Father Catfish, I Miss You

Written by a young person in discernment.




Everything I know about consecrated life, I've learned from two people: my parish priest, and Father Mike "Catfish" Mireau. My parish priest teaches me through the way he lives. Fr. Catfish taught me through the way he died.

Fr. Catfish passed away almost a year ago now, after a long, cruciform battle with cancer. It was standing-room-only at his funeral at St. Joseph's Basilica on September 26, 2014, as the flags of Edmonton Catholic Schools flew at half-mast.

"Calling Father Michael Mireau 'unique' is a masterpiece of understatement," said presider Archbishop Smith. "He had an unmatched ability to connect with our beloved young people."

Fr. Mike was the District Chaplain of Edmonton Catholic Schools and the Chaplain of St. Francis Xavier High School when he passed away. He had previously served as a parish priest, and was a great advocate for the Archdiocese's Camp Encounter.

If you attended Catholic school, or Camp Encounter, in the not-too-distant past, chances are you've met Fr. Mike, and his dog/sidekick, Nemo. Father's characteristics included his love of Star Wars, Superman, and Pepsi, his antipathy towards the music of Justin Bieber, his pop-culture jokes, and the simple words with which he concluded every homily: "God is love."



Fr. Mike was also an avid user of Facebook and Twitter, as well as maintaining his own website and YouTube Channel.

It was actually his YouTube videos that affected my life the most. Though they were geared towards preteens and young teenagers, I, along with many other young and not-so-young adults, subscribed to his channel for encouragement, hope, and good advice.

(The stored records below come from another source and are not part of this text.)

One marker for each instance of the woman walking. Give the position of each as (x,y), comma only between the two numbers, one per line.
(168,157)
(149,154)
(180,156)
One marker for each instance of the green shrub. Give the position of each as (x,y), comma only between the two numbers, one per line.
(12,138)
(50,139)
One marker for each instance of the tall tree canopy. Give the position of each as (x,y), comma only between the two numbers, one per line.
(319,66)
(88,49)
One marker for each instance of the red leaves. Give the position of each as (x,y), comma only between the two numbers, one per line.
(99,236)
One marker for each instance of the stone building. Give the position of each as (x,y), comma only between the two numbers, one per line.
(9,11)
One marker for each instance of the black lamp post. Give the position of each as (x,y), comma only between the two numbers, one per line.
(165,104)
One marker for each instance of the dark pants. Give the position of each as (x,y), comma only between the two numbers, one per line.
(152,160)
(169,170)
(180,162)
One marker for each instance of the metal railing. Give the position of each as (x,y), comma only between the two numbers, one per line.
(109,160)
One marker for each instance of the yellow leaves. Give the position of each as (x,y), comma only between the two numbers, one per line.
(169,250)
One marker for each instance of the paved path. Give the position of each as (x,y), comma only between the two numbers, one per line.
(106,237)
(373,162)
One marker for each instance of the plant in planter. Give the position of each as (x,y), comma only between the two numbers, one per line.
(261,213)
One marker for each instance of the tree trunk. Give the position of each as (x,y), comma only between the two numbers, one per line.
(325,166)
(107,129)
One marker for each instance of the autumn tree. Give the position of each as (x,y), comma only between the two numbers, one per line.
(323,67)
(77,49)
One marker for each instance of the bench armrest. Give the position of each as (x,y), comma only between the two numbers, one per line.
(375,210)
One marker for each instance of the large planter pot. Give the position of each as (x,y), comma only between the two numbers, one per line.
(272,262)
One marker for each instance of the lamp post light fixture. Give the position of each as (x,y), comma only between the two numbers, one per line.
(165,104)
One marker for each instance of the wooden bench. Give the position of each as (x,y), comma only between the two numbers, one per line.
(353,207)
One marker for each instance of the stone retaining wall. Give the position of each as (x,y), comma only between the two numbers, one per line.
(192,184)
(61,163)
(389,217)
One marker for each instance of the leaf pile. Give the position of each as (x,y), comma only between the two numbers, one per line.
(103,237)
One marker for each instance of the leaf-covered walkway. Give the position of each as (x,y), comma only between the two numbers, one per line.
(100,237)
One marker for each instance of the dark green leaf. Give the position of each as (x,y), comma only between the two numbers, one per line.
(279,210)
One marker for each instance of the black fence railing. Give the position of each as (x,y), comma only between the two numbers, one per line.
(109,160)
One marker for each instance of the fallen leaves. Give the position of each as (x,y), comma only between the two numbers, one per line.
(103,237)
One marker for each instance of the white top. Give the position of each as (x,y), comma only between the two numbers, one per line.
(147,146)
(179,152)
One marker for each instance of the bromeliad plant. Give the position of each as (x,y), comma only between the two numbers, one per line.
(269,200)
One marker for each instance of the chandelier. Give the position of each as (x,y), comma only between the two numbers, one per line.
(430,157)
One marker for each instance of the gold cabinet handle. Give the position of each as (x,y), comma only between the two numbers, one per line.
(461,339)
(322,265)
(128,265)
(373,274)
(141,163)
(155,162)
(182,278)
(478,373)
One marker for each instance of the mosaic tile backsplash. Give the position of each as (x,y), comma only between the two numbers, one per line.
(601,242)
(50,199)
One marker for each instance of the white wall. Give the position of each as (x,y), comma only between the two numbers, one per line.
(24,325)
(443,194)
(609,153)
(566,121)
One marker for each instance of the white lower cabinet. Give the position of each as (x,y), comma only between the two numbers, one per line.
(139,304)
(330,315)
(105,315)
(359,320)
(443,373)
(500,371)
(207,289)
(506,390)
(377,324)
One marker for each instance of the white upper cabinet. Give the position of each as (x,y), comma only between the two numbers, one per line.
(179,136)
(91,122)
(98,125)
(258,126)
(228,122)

As I watched over the year before his death, Fr. Mike lost his famous ponytail as he went through chemotherapy. He lost weight and strength as his tumour grew. He openly spoke about how much pain he was in. Yet, to my bewilderment, his message in his videos remained the same: he continued to tell us, with humour and simplicity, that God is love.



How can you still say that?! I wondered. Where is the love of God in your pain, in that ugly, hateful tumour that won't go away? What is loving about the fact that you are dying, that the young people who need you so much are going to lose you? God could heal you; why doesn't He? At first it seemed like a twisted joke. God is love.

After his death, I put Fr. Catfish out of my mind. It was too painful to think about. Then one day, I was reading something about Pope John Paul II. The author suggested that JP II's suffering and death from Parkinson's Disease were just as much a part of his ministry as his active days of energetic travel. Through the way he responded to suffering and dying, the Pope taught us how to suffer and die in a holy way.

I came to realize that suffering and death are something every one of us will face. My resentment about Fr. Catfish's cancer gradually gave way to a gratitude that I had been taught by his example, that I had this example of a consecrated person who was faithful even to the end. In sickness and in health, Fr. Catfish was faithful to his priesthood, to God, and to us, God's people.

It was Fr. Catfish who, by example, taught me about the fidelity of consecrated life. He was faithful. As I discern my own vocation, and think about consecrated life, I am daily grateful for Fr. Catfish's faithfulness and holiness, and his witness, to the very end, that God is love.